The Russian space agency Roscosmos has had its share of setbacks in recent months--namely the failure of the Phobos-Grunt probe in January, along with a few failed missions in 2011--but agency chief Vladimir Popovkin announced on Thursday a program that he hopes will reinvigorate the agency: an X-Factor style search for volunteers to return to the moon for the first time since Apollo 17 in 1972. (The USSR never had any successful manned moon landings.)

Popovkin told the Russian radio station Ekho Moskovy: Man should return to the Moon. And not just like in 1969, to leave a mark. We can do important work there—such as building astrology labs and observing the Sun.

The effort is not without its detractors. Valeriy Ryumin, a former Soviet cosmonaut, told the Russian newspaper Trud that there is nothing particularly interesting on the Moon and it has been visited by both men and machines. The only reason such a project would be of interest is if a lot of money was allocated to it.

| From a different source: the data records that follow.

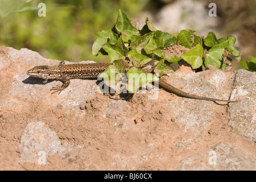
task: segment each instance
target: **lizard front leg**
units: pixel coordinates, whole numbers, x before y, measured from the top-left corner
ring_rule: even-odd
[[[59,80],[60,80],[61,82],[63,82],[63,84],[61,86],[57,85],[56,86],[52,87],[52,88],[51,89],[51,90],[55,90],[55,91],[53,91],[52,93],[52,94],[53,94],[55,92],[59,92],[59,94],[60,94],[60,93],[61,92],[62,90],[65,89],[66,88],[67,88],[68,86],[68,85],[69,85],[70,80],[69,79],[61,78],[61,79],[59,79]]]

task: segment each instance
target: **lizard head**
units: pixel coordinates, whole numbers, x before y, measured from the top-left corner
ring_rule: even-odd
[[[35,67],[27,71],[27,74],[30,76],[40,78],[45,80],[54,78],[52,69],[48,66]]]

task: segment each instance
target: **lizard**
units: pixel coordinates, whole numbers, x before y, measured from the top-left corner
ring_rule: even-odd
[[[125,67],[125,73],[131,67],[123,60],[119,60],[123,66]],[[48,80],[57,80],[63,82],[62,85],[57,85],[53,87],[51,90],[54,90],[52,93],[59,92],[59,94],[67,88],[70,84],[70,79],[73,78],[97,78],[98,76],[104,72],[112,63],[89,63],[89,64],[65,64],[64,61],[61,61],[57,66],[37,66],[28,70],[27,74],[30,76],[44,79],[44,82]],[[142,70],[143,72],[149,72]],[[158,80],[159,84],[167,91],[174,93],[181,97],[193,98],[196,100],[207,100],[211,101],[220,101],[229,102],[237,102],[237,101],[225,100],[199,96],[186,93],[179,90],[168,84],[161,78]]]

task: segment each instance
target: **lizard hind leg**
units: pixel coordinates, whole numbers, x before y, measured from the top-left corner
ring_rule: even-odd
[[[52,94],[57,92],[59,92],[59,94],[60,94],[60,92],[61,92],[62,90],[67,88],[70,84],[70,80],[68,79],[63,79],[61,80],[60,81],[62,81],[63,84],[61,85],[56,85],[56,86],[52,87],[52,88],[50,90],[55,91],[53,91]]]

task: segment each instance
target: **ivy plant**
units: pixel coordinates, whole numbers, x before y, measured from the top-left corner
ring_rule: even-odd
[[[120,10],[114,27],[98,32],[96,35],[92,48],[94,55],[108,55],[111,63],[115,61],[114,64],[118,63],[116,60],[127,60],[131,67],[143,67],[154,60],[154,71],[159,77],[174,71],[167,65],[168,63],[179,63],[184,60],[192,69],[204,70],[207,68],[224,69],[228,65],[227,58],[230,59],[230,56],[241,61],[241,53],[234,47],[236,38],[233,36],[218,39],[213,32],[209,32],[204,38],[191,30],[183,30],[178,34],[169,34],[156,30],[147,18],[144,26],[138,30]],[[255,62],[255,59],[252,57],[249,64],[242,62],[241,64],[250,69]],[[120,64],[117,64],[117,67],[119,68]],[[131,69],[129,73],[138,74],[139,77],[142,72],[136,67]],[[117,69],[124,71],[121,68]],[[104,73],[109,77],[112,74],[109,69]],[[134,79],[133,77],[130,77]],[[127,76],[127,84],[130,81],[130,77]],[[114,79],[116,81],[116,78]],[[126,86],[129,91],[134,93],[144,83],[157,80],[157,77],[151,77],[135,81],[137,86],[135,87]],[[130,88],[132,88],[129,89]]]

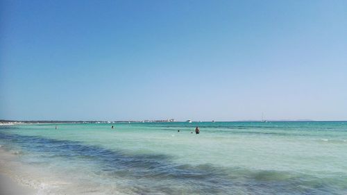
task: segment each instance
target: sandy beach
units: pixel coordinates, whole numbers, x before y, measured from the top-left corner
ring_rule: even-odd
[[[10,177],[0,173],[0,195],[33,195],[37,194],[34,189],[24,187]]]

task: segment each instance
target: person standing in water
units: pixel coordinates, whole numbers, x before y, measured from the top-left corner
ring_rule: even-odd
[[[196,134],[200,133],[200,129],[198,129],[198,126],[196,126],[196,128],[195,128],[195,133],[196,133]]]

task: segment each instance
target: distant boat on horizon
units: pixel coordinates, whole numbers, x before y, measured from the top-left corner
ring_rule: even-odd
[[[264,112],[262,112],[262,122],[267,123],[267,121],[264,119]]]

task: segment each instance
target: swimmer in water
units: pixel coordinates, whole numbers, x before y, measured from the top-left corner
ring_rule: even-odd
[[[195,133],[199,134],[200,133],[200,129],[198,129],[198,127],[196,126],[195,128]]]

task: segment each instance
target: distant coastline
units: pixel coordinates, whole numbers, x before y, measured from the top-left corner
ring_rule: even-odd
[[[266,122],[336,122],[347,121],[316,121],[311,119],[298,120],[267,120]],[[56,121],[56,120],[6,120],[0,119],[0,125],[16,125],[16,124],[115,124],[115,123],[164,123],[164,122],[185,122],[185,121],[175,121],[174,119],[164,120],[121,120],[121,121]],[[196,121],[196,123],[210,122],[210,121]],[[263,122],[261,120],[238,120],[238,121],[221,121],[216,122]]]

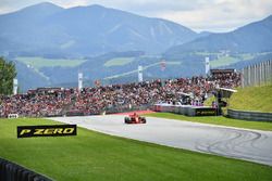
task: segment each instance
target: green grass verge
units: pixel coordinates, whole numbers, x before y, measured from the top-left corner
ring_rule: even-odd
[[[240,60],[232,56],[222,56],[218,60],[211,61],[210,64],[212,67],[219,67],[219,66],[225,66],[225,65],[231,65],[234,63],[239,62]]]
[[[18,125],[45,119],[0,119],[0,157],[58,181],[270,181],[272,167],[194,153],[78,129],[77,137],[16,139]]]
[[[107,61],[103,66],[111,67],[111,66],[123,66],[129,64],[134,61],[134,57],[114,57]]]
[[[230,108],[272,113],[272,85],[239,88],[230,100]]]
[[[18,56],[15,60],[30,65],[36,69],[41,67],[54,67],[54,66],[63,66],[63,67],[74,67],[81,65],[86,60],[66,60],[66,59],[45,59],[39,56]]]
[[[188,120],[188,121],[194,121],[194,122],[221,125],[221,126],[228,126],[228,127],[236,127],[236,128],[272,131],[272,122],[246,121],[246,120],[240,120],[240,119],[227,118],[223,116],[189,117],[189,116],[184,116],[184,115],[178,115],[178,114],[173,114],[173,113],[151,113],[151,114],[147,114],[146,116],[177,119],[177,120]]]

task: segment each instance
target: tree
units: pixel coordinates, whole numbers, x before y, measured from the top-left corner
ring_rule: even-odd
[[[0,57],[0,94],[9,95],[13,91],[13,79],[16,77],[16,68],[13,62]]]

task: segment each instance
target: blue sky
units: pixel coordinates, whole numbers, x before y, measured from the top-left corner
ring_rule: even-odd
[[[196,31],[230,31],[272,14],[272,0],[47,0],[63,8],[100,4],[160,17]],[[45,0],[0,0],[0,14]]]

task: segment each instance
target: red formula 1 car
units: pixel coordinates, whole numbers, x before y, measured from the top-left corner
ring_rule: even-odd
[[[141,117],[134,113],[133,115],[128,115],[128,117],[125,117],[125,124],[146,124],[147,120],[145,117]]]

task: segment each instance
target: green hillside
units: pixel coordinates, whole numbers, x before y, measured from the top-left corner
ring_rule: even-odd
[[[0,157],[57,181],[269,181],[272,167],[172,148],[87,129],[76,137],[16,139],[18,125],[46,119],[0,119]]]
[[[272,112],[272,85],[238,89],[230,100],[230,108]]]
[[[40,56],[17,56],[15,59],[26,65],[34,67],[35,69],[39,69],[42,67],[54,67],[54,66],[63,66],[63,67],[75,67],[81,65],[86,60],[69,60],[69,59],[46,59]]]

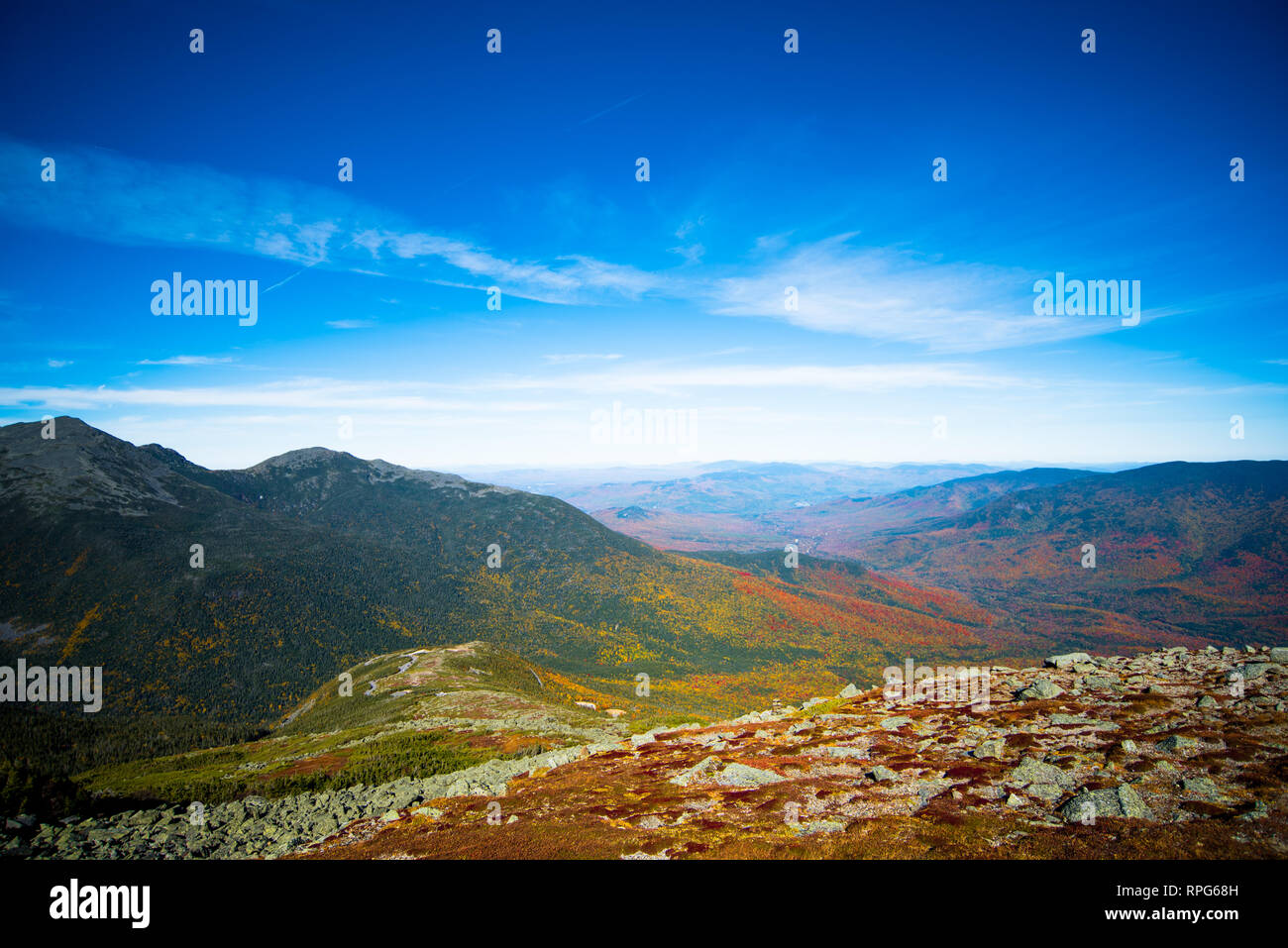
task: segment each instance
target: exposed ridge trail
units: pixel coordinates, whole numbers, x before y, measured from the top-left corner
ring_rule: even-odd
[[[312,854],[1283,858],[1285,661],[1074,653],[988,670],[974,708],[850,688],[638,734]]]
[[[200,827],[180,808],[13,824],[8,851],[1283,858],[1285,663],[1285,648],[1173,648],[994,666],[970,696],[952,671],[921,681],[920,699],[851,685],[710,726],[240,800]]]

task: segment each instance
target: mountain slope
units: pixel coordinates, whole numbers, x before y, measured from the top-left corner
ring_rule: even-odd
[[[0,661],[102,665],[109,714],[263,723],[361,656],[469,639],[622,697],[648,674],[658,701],[711,711],[875,674],[912,644],[1050,644],[997,641],[961,598],[683,559],[450,474],[321,448],[213,471],[75,419],[57,433],[0,429]]]
[[[1082,565],[1087,544],[1095,568]],[[1284,461],[1096,474],[814,549],[961,590],[1075,644],[1288,635]]]

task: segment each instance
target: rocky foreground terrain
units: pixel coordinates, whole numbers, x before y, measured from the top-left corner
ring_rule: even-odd
[[[9,820],[0,845],[54,858],[1288,855],[1288,649],[1046,665],[981,670],[975,705],[851,685],[430,779],[251,797],[201,826],[182,808]]]

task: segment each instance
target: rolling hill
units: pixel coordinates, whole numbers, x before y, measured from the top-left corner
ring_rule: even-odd
[[[876,680],[913,648],[1051,645],[998,636],[962,596],[814,562],[784,578],[685,559],[451,474],[322,448],[219,471],[71,417],[53,441],[40,429],[0,429],[0,662],[100,665],[103,715],[137,724],[98,741],[85,716],[6,706],[10,752],[89,764],[99,747],[227,743],[220,723],[261,725],[410,644],[487,640],[623,697],[647,674],[659,707],[711,712],[835,685],[836,670]]]

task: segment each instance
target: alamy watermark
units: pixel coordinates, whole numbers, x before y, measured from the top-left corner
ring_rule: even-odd
[[[152,281],[153,316],[238,316],[238,326],[259,321],[258,280],[184,280],[175,270],[169,281]]]
[[[0,703],[6,701],[71,702],[94,714],[103,707],[103,666],[28,668],[26,658],[17,667],[0,665]]]
[[[988,668],[916,665],[905,658],[902,668],[898,665],[882,668],[881,679],[885,681],[881,693],[891,703],[923,701],[980,710],[989,706]]]
[[[590,412],[590,439],[595,444],[692,444],[697,411],[693,408],[612,408]]]
[[[1123,326],[1140,323],[1139,280],[1066,280],[1033,283],[1034,316],[1121,316]]]

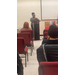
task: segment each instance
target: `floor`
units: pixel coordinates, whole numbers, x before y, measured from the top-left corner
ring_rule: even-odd
[[[42,39],[42,37],[40,37]],[[42,40],[34,41],[34,49],[32,56],[30,55],[30,49],[28,49],[29,61],[27,62],[27,67],[25,67],[25,59],[22,58],[22,64],[24,67],[24,75],[38,75],[38,61],[36,50],[41,45]],[[20,55],[24,57],[24,55]]]

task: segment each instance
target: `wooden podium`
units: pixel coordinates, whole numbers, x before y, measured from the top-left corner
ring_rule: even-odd
[[[39,21],[33,21],[33,37],[34,40],[40,40]]]

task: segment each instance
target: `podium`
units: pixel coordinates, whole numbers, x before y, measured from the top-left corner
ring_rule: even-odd
[[[39,21],[33,21],[33,37],[34,40],[40,40]]]

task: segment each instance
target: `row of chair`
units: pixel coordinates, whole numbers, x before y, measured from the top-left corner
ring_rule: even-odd
[[[21,33],[17,33],[17,50],[19,54],[25,55],[25,67],[26,67],[26,56],[28,61],[28,48],[31,47],[31,56],[33,52],[33,31],[23,30]]]

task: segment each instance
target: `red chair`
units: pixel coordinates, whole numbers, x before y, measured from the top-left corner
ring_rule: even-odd
[[[26,54],[27,54],[27,61],[28,61],[28,48],[24,44],[23,37],[17,37],[17,50],[19,54],[25,55],[25,67],[26,67]]]
[[[29,32],[17,33],[17,37],[24,38],[25,46],[31,47],[31,56],[32,56],[33,49],[32,49],[32,42],[30,42],[30,33]]]
[[[30,42],[32,44],[32,46],[34,47],[34,43],[33,43],[33,30],[22,30],[21,33],[26,33],[29,32],[30,33]]]
[[[40,62],[39,75],[58,75],[58,62]]]

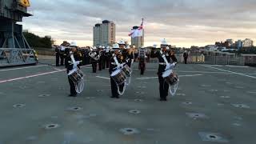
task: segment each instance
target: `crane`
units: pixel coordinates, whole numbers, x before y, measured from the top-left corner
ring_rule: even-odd
[[[22,34],[23,17],[30,17],[29,0],[0,0],[0,67],[36,64],[37,57]]]

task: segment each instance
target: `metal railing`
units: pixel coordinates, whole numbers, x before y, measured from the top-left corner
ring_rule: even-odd
[[[35,63],[37,58],[32,49],[0,48],[0,67]]]
[[[175,54],[178,62],[184,62],[183,54]],[[250,60],[249,60],[250,59]],[[149,62],[158,62],[158,58],[150,58]],[[256,66],[256,55],[250,58],[243,55],[208,56],[203,54],[190,54],[187,63],[210,65]]]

During the Cold War, the Soviet space program was a well-funded prestige project, but after the collapse of the USSR, funding was slashed to minimal levels throughout the 1990s. The Putin and Medvedev administrations have used the nation's newfound oil and natural gas wealth to pour money into the agency in recent years—it received more than $3 billion in funding in 2011, almost triple its 2007 haul—but that hasn't stopped Roscosmos from suffering a string of prominent failures in recent months.

The failures appear to have spurred the agency to drop its Martian ambitions and focus solely on the moon. Anatoliy Davydov, deputy chief of Roscosmos, said that after the Phobos-Grunt failure, We may need to think again about how to allocate our resources. Perhaps, we need a more specific, realistic Moon program, and do any Mars research as a part of a bigger international program.

The problems may not be isolated to the Mars program, however. Lev Zelenkin, who the English-language state Russian broadcaster RT describes as closely involved in both projects, said that both the lunar and Martian programs shared many design features in common, and that any failure of one program would lead to delays in the other, as Russian engineers struggle to correct the failures in time for Popovkin's ambitious 2020 goal for the first lunar landing.